This family was revised in admirable detail by Kier (1967). It has the primitive form of perignathic girdle, like that of juvenile cassidulids and distinct from that of Clypeasterina, where the auricles are entirely ambulacral in origin. The ambulacral structure beneath the petals is unique in that the demiplates do not extend through to the interior of the test but rest in shallow pits in the outer surface of the primary plates. Often, in weathered specimens these demiplates are lost and the adradial pits are clearly evident. This arrangement means that the primary plates are pierced by two pores, one leading to their own tube-foot and the other to the tube-foot of the superficial demiplate. Thus, like clypeasteroids, oligopygids have more than one pore/tube-foot to each ambulacral plate.

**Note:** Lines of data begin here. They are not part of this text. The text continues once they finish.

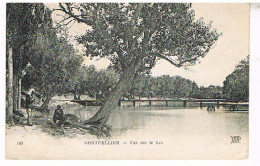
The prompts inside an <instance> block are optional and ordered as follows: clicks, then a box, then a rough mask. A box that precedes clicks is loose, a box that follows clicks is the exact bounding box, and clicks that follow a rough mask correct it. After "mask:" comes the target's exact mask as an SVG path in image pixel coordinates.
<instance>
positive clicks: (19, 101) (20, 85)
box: [17, 76, 22, 110]
mask: <svg viewBox="0 0 260 166" xmlns="http://www.w3.org/2000/svg"><path fill="white" fill-rule="evenodd" d="M21 99H22V78H21V76H20V77H18V103H17V109H18V110H19V109H21Z"/></svg>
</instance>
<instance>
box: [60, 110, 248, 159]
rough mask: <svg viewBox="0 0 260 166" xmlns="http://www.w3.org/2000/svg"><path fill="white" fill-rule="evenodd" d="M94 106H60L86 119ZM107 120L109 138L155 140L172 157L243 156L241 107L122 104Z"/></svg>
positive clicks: (128, 139)
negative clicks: (191, 106)
mask: <svg viewBox="0 0 260 166" xmlns="http://www.w3.org/2000/svg"><path fill="white" fill-rule="evenodd" d="M98 108H99V107H89V106H87V107H84V106H78V108H77V109H76V108H75V107H74V108H73V107H72V108H69V107H67V108H64V110H65V112H66V113H72V114H75V115H77V116H78V117H80V119H81V120H86V119H88V118H90V117H92V116H93V115H94V114H95V113H96V112H97V110H98ZM107 124H108V125H110V126H111V127H112V132H111V137H110V138H109V139H111V140H120V141H121V142H126V143H127V144H129V143H130V141H133V142H134V141H136V142H139V143H140V141H147V142H149V141H152V142H153V143H156V142H158V144H160V143H161V144H163V145H161V146H158V147H161V148H162V149H161V150H162V151H164V152H165V151H167V154H169V155H170V156H172V155H173V156H174V158H183V157H184V156H186V157H185V159H186V158H190V159H197V158H204V157H205V158H208V159H214V158H216V159H219V158H221V159H223V158H224V159H225V158H229V157H231V158H238V159H240V158H245V157H247V152H248V112H244V111H238V112H231V111H228V108H227V107H222V106H221V107H219V108H218V109H216V111H215V112H208V111H207V107H202V108H200V107H187V108H183V107H165V106H155V105H154V106H147V105H139V106H136V107H133V106H127V105H125V106H121V107H117V109H116V110H114V111H113V112H112V115H111V117H110V119H109V121H108V123H107ZM234 136H235V137H236V138H239V141H238V142H234V140H232V137H234ZM165 148H166V149H167V150H165ZM142 149H143V148H142ZM159 149H160V148H159ZM157 150H158V148H157ZM150 156H153V155H152V154H150ZM155 156H156V155H155ZM167 156H168V155H165V158H167ZM168 157H169V156H168Z"/></svg>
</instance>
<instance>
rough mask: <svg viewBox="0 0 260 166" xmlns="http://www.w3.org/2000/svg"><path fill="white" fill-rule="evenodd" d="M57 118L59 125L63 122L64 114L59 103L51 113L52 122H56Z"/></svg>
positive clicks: (61, 123) (58, 123)
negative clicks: (56, 106)
mask: <svg viewBox="0 0 260 166" xmlns="http://www.w3.org/2000/svg"><path fill="white" fill-rule="evenodd" d="M57 120H58V123H57V124H58V125H61V124H63V123H64V122H65V116H64V113H63V110H62V109H61V106H60V105H57V108H56V109H55V112H54V115H53V122H54V123H56V122H57Z"/></svg>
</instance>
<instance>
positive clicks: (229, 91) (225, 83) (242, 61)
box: [223, 56, 249, 101]
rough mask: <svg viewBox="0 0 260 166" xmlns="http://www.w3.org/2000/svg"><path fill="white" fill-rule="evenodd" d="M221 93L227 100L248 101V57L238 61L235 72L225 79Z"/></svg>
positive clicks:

Cladistic analysis identifies Oligopygidae as advanced stem group Clypeasteroida (Smith 2001).
Kier, P. M. 1967. Revision of the oligopygoid echinoids. Smithsonian Miscellaneous Collections, 152 (2), 149 pp., 36 pls.
Smith, A. B. 2001. Optimizing phylogenetic analysis by the inclusion of fossils: Cassiduloid paraphyly and the origin of clypeasteroid echinoids. Paleobiology 27(1), 392-404.